The leader of Croydon Council today called on national government to fully honour its pledge to support local authorities with the cost of helping residents in need during the Covid-19 response.

In an interview on BBC Radio London about the borough’s financial pressures, Councillor Tony Newman said Croydon’s current budget shortfall of £49m was down to extra Covid-19 costs such as supporting vulnerable people, and historic underfunding.

Councillor Newman told presenter Vanessa Feltz that Croydon’s extra Covid-19 costs have included putting in place infection control measures for 130 local care homes, managing the Test and Trace programme and supporting schools to fully reopen, as well as working with the local voluntary sector to support around 15,000 vulnerable people who have been shielding from the virus at home.

He told the programme that Croydon’s £49m shortfall was against a wider context of a London-wide budget gap of £1.4bn and £7bn for councils nationwide.

In response to a question about whether the council might not be able to deliver a legally-required balanced budget, Councillor Newman said the council would provide a balanced budget, but that achieving this would involve “even more severe” cuts.

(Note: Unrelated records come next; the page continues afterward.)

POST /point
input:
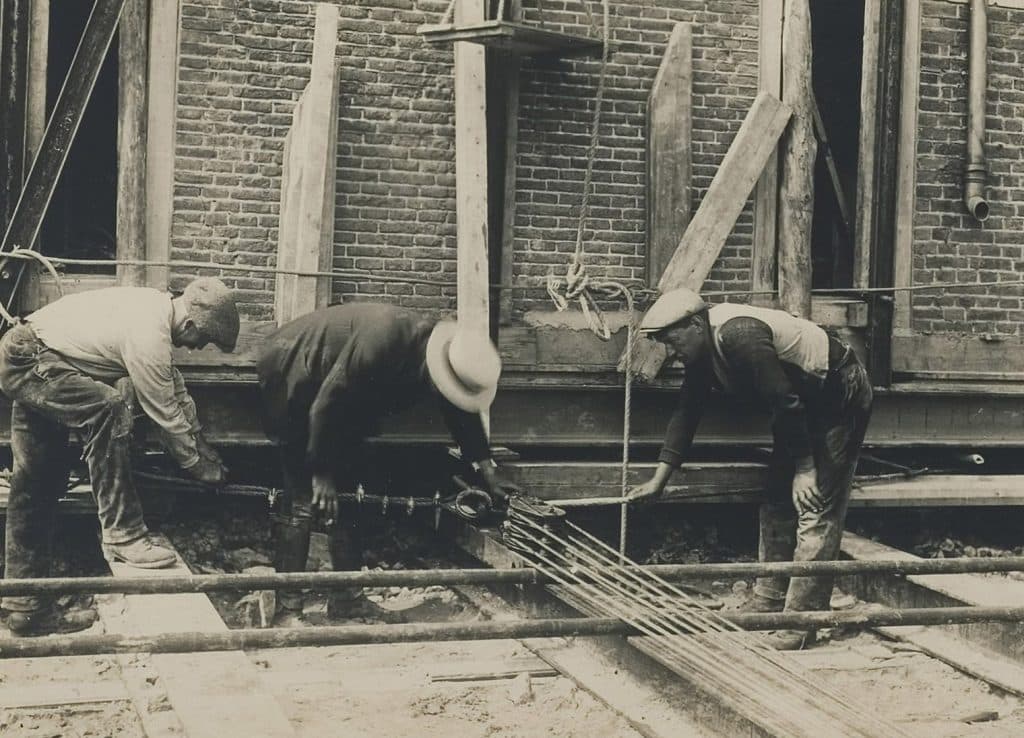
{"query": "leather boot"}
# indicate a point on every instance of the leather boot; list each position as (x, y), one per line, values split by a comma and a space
(291, 551)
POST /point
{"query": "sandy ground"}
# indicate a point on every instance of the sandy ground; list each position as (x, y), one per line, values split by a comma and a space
(390, 691)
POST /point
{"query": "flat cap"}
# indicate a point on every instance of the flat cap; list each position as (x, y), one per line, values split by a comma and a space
(672, 307)
(211, 306)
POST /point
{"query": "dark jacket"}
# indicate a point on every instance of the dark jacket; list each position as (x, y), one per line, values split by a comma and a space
(328, 378)
(790, 393)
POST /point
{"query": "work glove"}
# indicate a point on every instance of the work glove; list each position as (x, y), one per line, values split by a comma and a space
(207, 472)
(649, 491)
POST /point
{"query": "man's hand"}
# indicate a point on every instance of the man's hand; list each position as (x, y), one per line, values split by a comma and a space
(325, 498)
(649, 491)
(207, 472)
(497, 483)
(806, 495)
(210, 453)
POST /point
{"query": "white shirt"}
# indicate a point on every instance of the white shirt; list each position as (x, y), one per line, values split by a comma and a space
(119, 331)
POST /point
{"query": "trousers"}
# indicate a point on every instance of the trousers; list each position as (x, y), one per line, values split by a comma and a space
(838, 426)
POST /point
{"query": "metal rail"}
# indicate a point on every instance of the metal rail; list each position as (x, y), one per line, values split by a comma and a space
(431, 577)
(420, 632)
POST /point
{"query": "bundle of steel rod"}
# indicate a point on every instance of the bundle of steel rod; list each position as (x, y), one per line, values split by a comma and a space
(766, 686)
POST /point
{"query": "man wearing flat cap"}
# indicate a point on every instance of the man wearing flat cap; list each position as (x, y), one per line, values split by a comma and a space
(819, 397)
(83, 362)
(327, 379)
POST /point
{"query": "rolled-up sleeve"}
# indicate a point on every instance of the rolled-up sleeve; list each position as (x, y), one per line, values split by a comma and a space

He said: “That legal requirement is there to deliver a balanced and legal budget, and we would do that and fulfil that. But that would see draconian cuts beyond even what we’re talking about here, and nobody wants to go there.

“We are talking with government. We’ve had some money from government, who said at the start of this process to local government ‘Do whatever it takes, and we will fund you for the losses’ – we’ve had about half of that money through. I think my plea to government is: deliver on the pledge with the rest of that money because that will help us both deliver that balanced budget and allow us to crack on and keep our focus on Covid and keeping Croydon safe at this absolutely pivotal moment.

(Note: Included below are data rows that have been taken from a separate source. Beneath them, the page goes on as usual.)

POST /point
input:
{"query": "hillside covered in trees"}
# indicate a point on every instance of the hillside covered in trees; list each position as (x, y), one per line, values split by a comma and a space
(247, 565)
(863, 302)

“Croydon has got 380,000 residents now – I think the size of the challenge we face is immense but we are up for it. My real concern at the moment is we potentially stand on the edge of a second wave of a Covid pandemic and we are having to keep our services prepared to do all that again.”

Councillor Newman highlighted Croydon’s long-term historic underfunding from government, including around £30m per year per head of population less than an inner London neighbour like Wandsworth even though Croydon has similar levels of need and deprivation.

He also outlined the multi-million-pound extra cost that Croydon Council takes each year in looking after asylum-seeking children who arrive in the UK via the Home Office’s local immigration centre at Lunar House.